Other tools we use in conjunction with TFS

While TFS can do a lot of things, I thought I'd share a list of tools we're using (or just looking at) in conjunction with TFS for our full "Build and Deploy" solution.

- PSTools - We use this fine set of tools for executing deployment scripts on remote machines. Once Power Shell allows this ability (I think it's coming in 2.0) we might look at using Power Shell for our remote communication. In the mean time PSTools will work though we are getting some output from Psexec which is hanging MSBuild's Exec task.

- Power Shell 1.0 - While I'm not a shell expert, from what I've found Power Shell seems to be a great upgrade from CMD. We've changed all our deployment scripts to use Power Shell for the basis.

- AppCMD - We use AppCMD (pronounced App Command by the Microsoft person I talked to last week) is a command line interface for IIS 7.0. Instead of using our home grown tool for writing to the IIS meta-base (which we did with IIS 5/6) we're using AppCMD. Now since IIS 7.0 does not have the concept of a meta-base, we could just xcopy the applicationHost.config file over and call it a day. However, we're currently hosting multiple applications on the box and don’t want one deployment to bring down all apps. By using AppCMD to purge/pave our IIS 7.0 configuration, we scope the downtime to the application we're trying to deploy.

- IIS 7.0 and Tomcat - Our ASP.NET apps are running under IIS 7.0 (as you would guess) and our Java applications are running under Tomcat.

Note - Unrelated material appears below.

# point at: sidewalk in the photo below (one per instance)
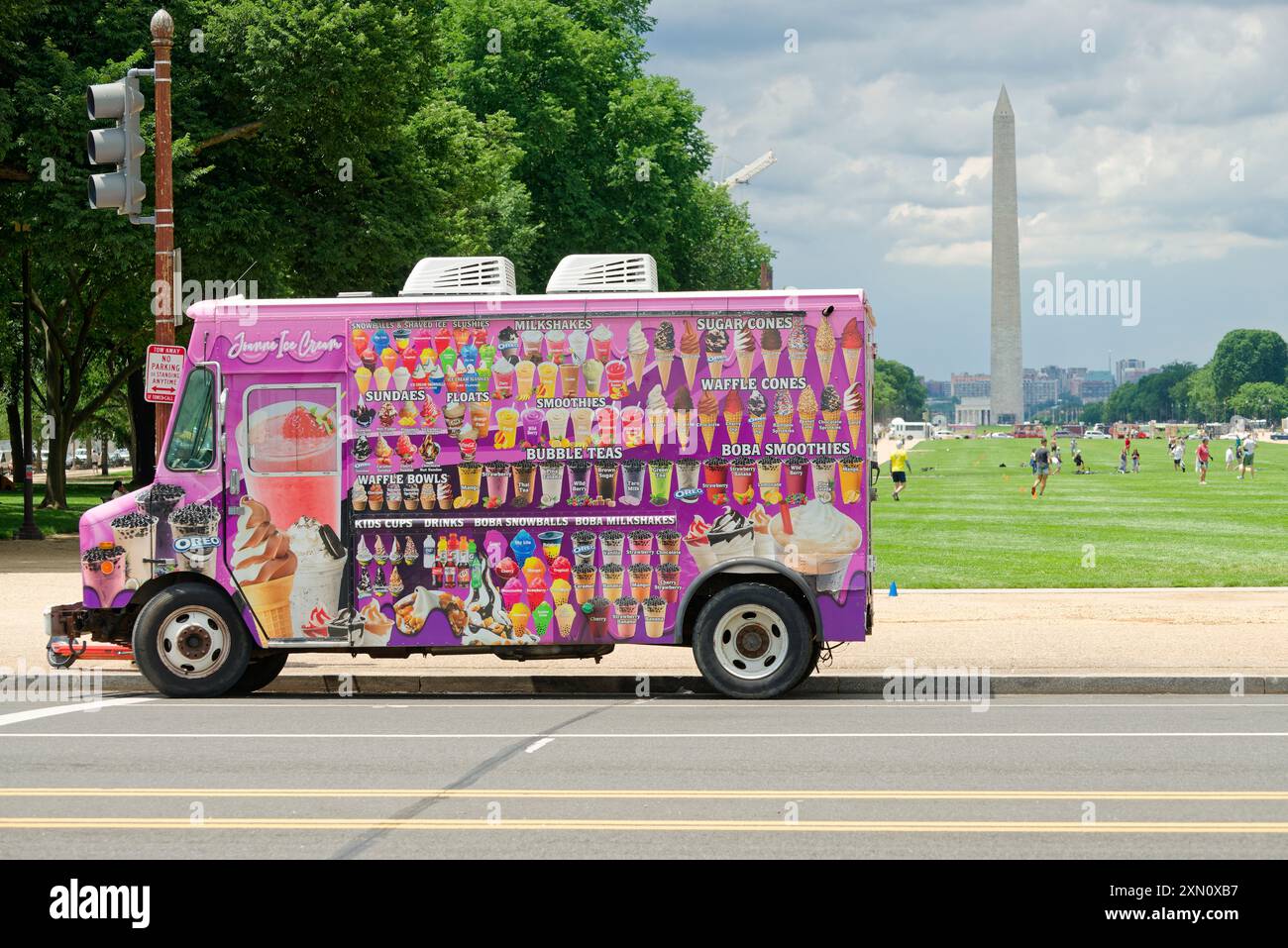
(1122, 633)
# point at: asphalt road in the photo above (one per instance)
(333, 777)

- Altiris Deployment Sever and Altiris Software Delivery System - So our deployment runs fine one a machine or two, but we need something that will execute the deployment on 1000+ machines all at the same time. Altiris has a couple of different products we're looking at to do this. Basically, this would remove our need for the Psexec tool from PSTools and our FTP Tasks in Ant we use to deploy a WAR file to Tomcat.

I know, I know this has very little to do with TFS, but we do hook the tools into TFS (and vice-versa) so I thought I'd share it with you.

1 comment:

Anonymous said...

Sounds like your working on some really cool stuff Mac.

Have you looked at the new MS deployment tool called msdeploy? If so, why did or didn't you choose to use it?